The other big transfer story surrounds Pierre-Emerick Aubameyang. The Dortmund striker was again suspended by the club for disciplinary matters, which the second such occurrence this season, and the third in just over a year.
He didn’t travel for their away trip to Berlin and was pictured in a club shirt, bearing the name of former team mate Ousmane Dembele, as he opted to play 5-a-side whilst his clubmates could only manage a 1-1 draw with Hertha.
All of this was happening amongst rumours of a move to Arsenal, with the Premier League club reported to be ready to pay somewhere in the region of €70m. Dortmund’s sporting director, Michael Zorc, has publicly voiced his dismay at the behaviour of Aubameyang, and the club were also annoyed at Arsenal manager Arsene Wenger for publicly speaking about the player.
In fairness, Wenger said very little in response to questions asked, but such a reaction from Zorc perhaps illustrates Dortmund’s frustration with the player and the situation as a whole.
For Dortmund, what must be clear is that the successful Klopp era (as well as the team that he built) are now a distant memory. What they need is no longer about finding suitable replacements for key players lost, but a complete re-think about strategy if they are to again be successful.
As difficult that may be with a powerful giant such as Bayern in the way, it is not impossible, but it remains extremely unlikely if they continue in their current direction.
Whatever happens with Aubameyang this month, it seems clear his future lies away from the Signal Iduna Park, and the club must reinvest whatever they receive wisely – along with the remaining Dembele money – to rebuild a new side if they wish to challenge next season and beyond.
Another piece of news this weekend was the inevitable dismissal of Markus Gisdol as head coach at Hamburger SV. The announcement came less than 24 hours after the 2-0 home defeat to bottom club Köln. Sitting second from bottom, the Dinos are yet again in trouble, leading them to yet again relieving a coach of his duties. It’s a recurring theme in recent years, and it’s sad to see a former giant almost permanently in the depths of desperation.

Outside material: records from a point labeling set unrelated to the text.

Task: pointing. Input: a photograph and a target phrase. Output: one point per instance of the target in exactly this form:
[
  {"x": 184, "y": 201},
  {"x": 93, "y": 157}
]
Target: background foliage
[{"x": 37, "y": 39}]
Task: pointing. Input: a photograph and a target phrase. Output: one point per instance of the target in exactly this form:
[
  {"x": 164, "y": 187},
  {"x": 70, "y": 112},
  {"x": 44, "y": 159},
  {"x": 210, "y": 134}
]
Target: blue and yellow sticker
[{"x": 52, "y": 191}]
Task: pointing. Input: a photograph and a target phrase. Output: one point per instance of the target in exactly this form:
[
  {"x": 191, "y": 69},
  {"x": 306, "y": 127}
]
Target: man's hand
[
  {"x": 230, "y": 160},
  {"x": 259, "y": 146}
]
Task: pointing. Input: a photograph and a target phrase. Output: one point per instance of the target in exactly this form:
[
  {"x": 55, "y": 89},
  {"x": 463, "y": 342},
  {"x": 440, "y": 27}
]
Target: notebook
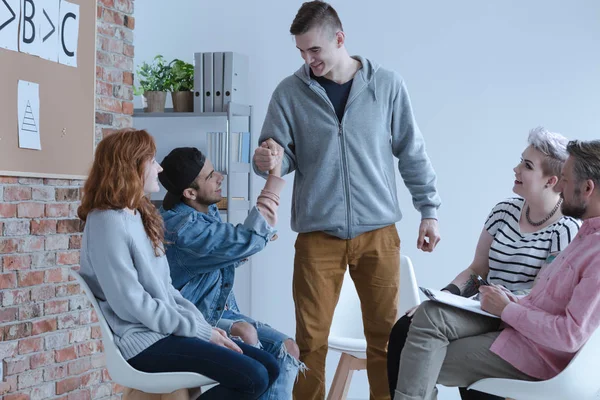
[{"x": 456, "y": 301}]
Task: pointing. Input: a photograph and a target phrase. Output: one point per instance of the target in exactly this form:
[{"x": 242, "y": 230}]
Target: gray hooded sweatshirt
[{"x": 345, "y": 183}]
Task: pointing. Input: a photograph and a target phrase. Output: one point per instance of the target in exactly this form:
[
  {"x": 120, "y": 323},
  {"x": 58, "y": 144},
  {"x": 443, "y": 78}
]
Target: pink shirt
[{"x": 547, "y": 327}]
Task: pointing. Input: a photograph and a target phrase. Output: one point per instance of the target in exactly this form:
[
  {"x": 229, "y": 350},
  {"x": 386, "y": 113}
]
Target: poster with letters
[
  {"x": 28, "y": 37},
  {"x": 9, "y": 24},
  {"x": 69, "y": 33},
  {"x": 47, "y": 23}
]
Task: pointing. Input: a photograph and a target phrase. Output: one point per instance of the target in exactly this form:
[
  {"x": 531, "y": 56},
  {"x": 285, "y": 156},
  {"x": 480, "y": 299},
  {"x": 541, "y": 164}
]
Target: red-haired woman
[{"x": 123, "y": 262}]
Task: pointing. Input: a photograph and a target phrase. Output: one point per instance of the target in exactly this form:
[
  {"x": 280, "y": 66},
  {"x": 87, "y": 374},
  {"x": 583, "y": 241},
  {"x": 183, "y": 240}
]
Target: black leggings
[{"x": 395, "y": 346}]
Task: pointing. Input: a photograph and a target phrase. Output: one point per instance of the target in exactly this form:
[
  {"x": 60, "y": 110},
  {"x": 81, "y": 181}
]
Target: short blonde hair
[{"x": 553, "y": 146}]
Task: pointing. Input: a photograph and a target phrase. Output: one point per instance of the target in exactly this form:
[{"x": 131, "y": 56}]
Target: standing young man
[{"x": 339, "y": 121}]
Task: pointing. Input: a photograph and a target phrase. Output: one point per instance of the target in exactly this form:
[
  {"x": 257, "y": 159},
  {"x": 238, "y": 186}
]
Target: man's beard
[
  {"x": 577, "y": 210},
  {"x": 206, "y": 201}
]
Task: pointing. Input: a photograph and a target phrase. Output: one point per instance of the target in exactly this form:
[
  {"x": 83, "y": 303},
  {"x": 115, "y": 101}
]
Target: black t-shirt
[{"x": 338, "y": 94}]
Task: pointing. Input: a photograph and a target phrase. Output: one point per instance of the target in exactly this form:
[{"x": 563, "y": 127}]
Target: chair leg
[
  {"x": 343, "y": 376},
  {"x": 134, "y": 394}
]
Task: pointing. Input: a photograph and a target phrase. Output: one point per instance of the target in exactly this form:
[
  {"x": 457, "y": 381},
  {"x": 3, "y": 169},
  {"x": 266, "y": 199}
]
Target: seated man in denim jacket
[{"x": 203, "y": 253}]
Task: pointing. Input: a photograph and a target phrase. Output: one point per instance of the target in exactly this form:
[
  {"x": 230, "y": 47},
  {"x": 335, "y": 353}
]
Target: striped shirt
[{"x": 516, "y": 258}]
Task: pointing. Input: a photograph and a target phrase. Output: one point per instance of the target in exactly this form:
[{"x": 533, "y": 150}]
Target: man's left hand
[
  {"x": 493, "y": 300},
  {"x": 429, "y": 235}
]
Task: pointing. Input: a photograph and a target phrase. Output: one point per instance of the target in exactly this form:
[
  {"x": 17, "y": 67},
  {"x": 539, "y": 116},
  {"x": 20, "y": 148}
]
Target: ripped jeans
[{"x": 271, "y": 341}]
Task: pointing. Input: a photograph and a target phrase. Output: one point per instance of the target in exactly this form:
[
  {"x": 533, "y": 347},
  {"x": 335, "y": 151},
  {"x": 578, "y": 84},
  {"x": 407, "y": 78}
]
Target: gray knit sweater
[{"x": 133, "y": 286}]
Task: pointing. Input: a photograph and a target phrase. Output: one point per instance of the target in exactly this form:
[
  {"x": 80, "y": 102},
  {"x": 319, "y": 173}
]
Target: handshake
[{"x": 268, "y": 157}]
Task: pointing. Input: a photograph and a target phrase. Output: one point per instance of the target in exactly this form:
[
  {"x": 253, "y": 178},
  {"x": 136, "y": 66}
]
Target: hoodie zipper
[{"x": 343, "y": 148}]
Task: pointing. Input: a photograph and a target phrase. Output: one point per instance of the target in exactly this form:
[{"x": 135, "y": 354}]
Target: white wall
[{"x": 480, "y": 74}]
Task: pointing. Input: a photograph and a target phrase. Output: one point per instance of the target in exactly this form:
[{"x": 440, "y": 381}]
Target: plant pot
[
  {"x": 183, "y": 101},
  {"x": 155, "y": 101}
]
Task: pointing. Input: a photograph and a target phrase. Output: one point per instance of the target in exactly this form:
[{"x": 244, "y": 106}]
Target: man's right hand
[
  {"x": 219, "y": 337},
  {"x": 268, "y": 157}
]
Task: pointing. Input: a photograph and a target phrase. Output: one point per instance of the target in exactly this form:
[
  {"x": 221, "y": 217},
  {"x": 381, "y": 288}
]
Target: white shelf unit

BILD: Following Markus Gisdol’s sacking on Sunday, Hamburg’s new coach will be Bernd Hollerbach […it’s bananas. B-a-n-a-n-a-s…] pic.twitter.com/tZ2MUCKcYB
— Archie Rhind-Tutt (@archiert1) January 22, 2018
I likened it to Hamburg going through girlfriend after girlfriend, when what they really need is to find the right partner and settle down. It’s a situation that goes beyond the succession of coaches and even the players. A clear strategic way forward and clear identity has to be established that must start at the very top of the club if they are to halt their slide towards an inevitable relegation.
Whilst there is a four point gap between Mainz in 16th position and Bremen in the relegation play off spot, it is much tighter in the battle for the Champions League spots behind Bayern. Leverkusen are the current holders of second place, with Leipzig and Mönchengladbach on the same points. Just a single point behind them is Dortmund, Schalke and Frankfurt.
An incredible six teams separated by just one point. Critics of the Bundesliga point out that the title race lacks competition, and whilst that is sadly the case this year, it’s very competitive behind Bayern. Let’s hope the intriguing battles on the pitch can once again be the main focus, rather than the drama off it.